Not long after the successful defending of Houston, the Confederate armies officially fell to Union soldiers on April 9, 1965 with General Robert E. Lee’s surrender at Appomattox Courthouse. Through the events at Buffalo Bayou and the Civil War, America was shaped. It was events like the Civil War that helped to define who we as Americans are and what we believe in.

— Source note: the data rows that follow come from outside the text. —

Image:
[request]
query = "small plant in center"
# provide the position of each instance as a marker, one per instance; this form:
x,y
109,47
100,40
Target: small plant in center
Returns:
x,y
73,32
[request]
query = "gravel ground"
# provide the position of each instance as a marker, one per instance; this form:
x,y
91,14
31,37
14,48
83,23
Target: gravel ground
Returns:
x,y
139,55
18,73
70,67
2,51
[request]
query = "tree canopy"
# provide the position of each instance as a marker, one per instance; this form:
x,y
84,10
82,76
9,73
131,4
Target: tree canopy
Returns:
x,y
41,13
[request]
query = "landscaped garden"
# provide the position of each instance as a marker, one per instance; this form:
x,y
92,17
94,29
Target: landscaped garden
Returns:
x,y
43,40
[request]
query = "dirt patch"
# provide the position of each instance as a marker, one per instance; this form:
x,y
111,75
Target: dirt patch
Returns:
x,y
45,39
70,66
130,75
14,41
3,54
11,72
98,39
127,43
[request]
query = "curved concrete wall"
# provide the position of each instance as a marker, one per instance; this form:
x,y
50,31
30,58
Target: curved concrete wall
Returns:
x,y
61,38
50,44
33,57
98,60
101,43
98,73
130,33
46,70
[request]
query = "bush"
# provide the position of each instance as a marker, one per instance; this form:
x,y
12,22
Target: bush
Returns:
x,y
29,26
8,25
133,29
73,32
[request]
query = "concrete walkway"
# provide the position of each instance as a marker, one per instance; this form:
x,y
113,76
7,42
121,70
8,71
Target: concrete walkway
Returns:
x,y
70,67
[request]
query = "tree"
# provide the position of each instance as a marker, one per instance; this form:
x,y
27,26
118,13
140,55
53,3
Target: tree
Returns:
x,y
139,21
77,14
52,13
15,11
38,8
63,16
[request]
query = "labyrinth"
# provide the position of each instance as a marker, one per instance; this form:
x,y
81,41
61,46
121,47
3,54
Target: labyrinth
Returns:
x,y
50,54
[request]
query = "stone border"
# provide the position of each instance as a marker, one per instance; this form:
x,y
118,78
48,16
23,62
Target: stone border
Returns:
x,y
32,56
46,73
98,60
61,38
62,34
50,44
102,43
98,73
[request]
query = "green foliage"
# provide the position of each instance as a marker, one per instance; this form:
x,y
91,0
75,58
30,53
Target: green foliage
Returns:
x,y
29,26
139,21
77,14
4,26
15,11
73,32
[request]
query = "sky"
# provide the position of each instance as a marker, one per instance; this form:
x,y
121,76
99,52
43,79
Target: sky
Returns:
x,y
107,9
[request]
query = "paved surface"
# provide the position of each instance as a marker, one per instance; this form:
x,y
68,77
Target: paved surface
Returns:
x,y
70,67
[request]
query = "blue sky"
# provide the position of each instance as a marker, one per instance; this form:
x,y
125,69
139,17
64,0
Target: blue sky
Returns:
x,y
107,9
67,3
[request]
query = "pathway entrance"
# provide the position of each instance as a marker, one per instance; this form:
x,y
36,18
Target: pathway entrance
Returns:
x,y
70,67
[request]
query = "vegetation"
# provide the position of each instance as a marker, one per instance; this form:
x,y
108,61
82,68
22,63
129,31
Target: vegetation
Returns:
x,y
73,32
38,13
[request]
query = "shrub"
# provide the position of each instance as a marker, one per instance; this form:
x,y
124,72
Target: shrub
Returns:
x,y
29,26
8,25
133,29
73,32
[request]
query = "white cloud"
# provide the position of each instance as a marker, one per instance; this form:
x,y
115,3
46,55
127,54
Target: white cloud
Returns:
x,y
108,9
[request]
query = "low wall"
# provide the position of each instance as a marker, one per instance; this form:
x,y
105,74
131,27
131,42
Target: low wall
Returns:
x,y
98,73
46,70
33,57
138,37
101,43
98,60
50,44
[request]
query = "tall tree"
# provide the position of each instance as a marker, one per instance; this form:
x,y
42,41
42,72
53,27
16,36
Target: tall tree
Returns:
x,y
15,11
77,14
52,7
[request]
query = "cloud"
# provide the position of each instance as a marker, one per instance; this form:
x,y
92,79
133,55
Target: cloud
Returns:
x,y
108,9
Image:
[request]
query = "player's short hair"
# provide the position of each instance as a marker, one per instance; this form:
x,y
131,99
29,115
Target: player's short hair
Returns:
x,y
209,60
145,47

In this instance, the spirit of America is a bayou and the surrounding park is its citizens. No matter what happens to the park or people, the spirit of America and the bayou are unaffected. Both are packed with symbolism as though the events of the past have a direct effect on the events of the present. If I hadn’t walked through some of the most disgusting circumstances imaginable, then I would have never gained appreciation for the River Walk. Just like if we never had a civil war, we would have never been able to truly value human life as much as we do today. Who would have known that a small bayou in Houston, Texas would be part in the shaping of America and the ideals that we believe in today? When we look at America today, we don’t think of the factors that shaped America as a whole. We just think of the Civil War, not what made the Civil War. This park is a great example of how to get to the good things after going through the bad things. Even though one would have to risk life and limb to get to the park, it’s definitely worth the walk and the effort. If you have a free afternoon with sunshine and not a cloud in the sky, I definitely suggest making your way down to the park near the Louisiana Street Bridge. It will allow you appreciate the good things of today and learn about the mistakes of the past. But go the long way: over the fence and bums and under the bridges. You’ll gain a much deeper understanding of the infrastructure of downtown Houston. The experiences that you’ll gain will be lasting memories. You can see the direction the city of Houston is trying to go in and also how through history, some things never change. They just continue to flow and let everything grow and expand around them. The landmarks remained unchanged and untouched. But it’s the landmarks that touch and change people through experiences that transpire. This particular area of downtown gives a sense of serenity in the present, and the sense of pride and purpose of our past.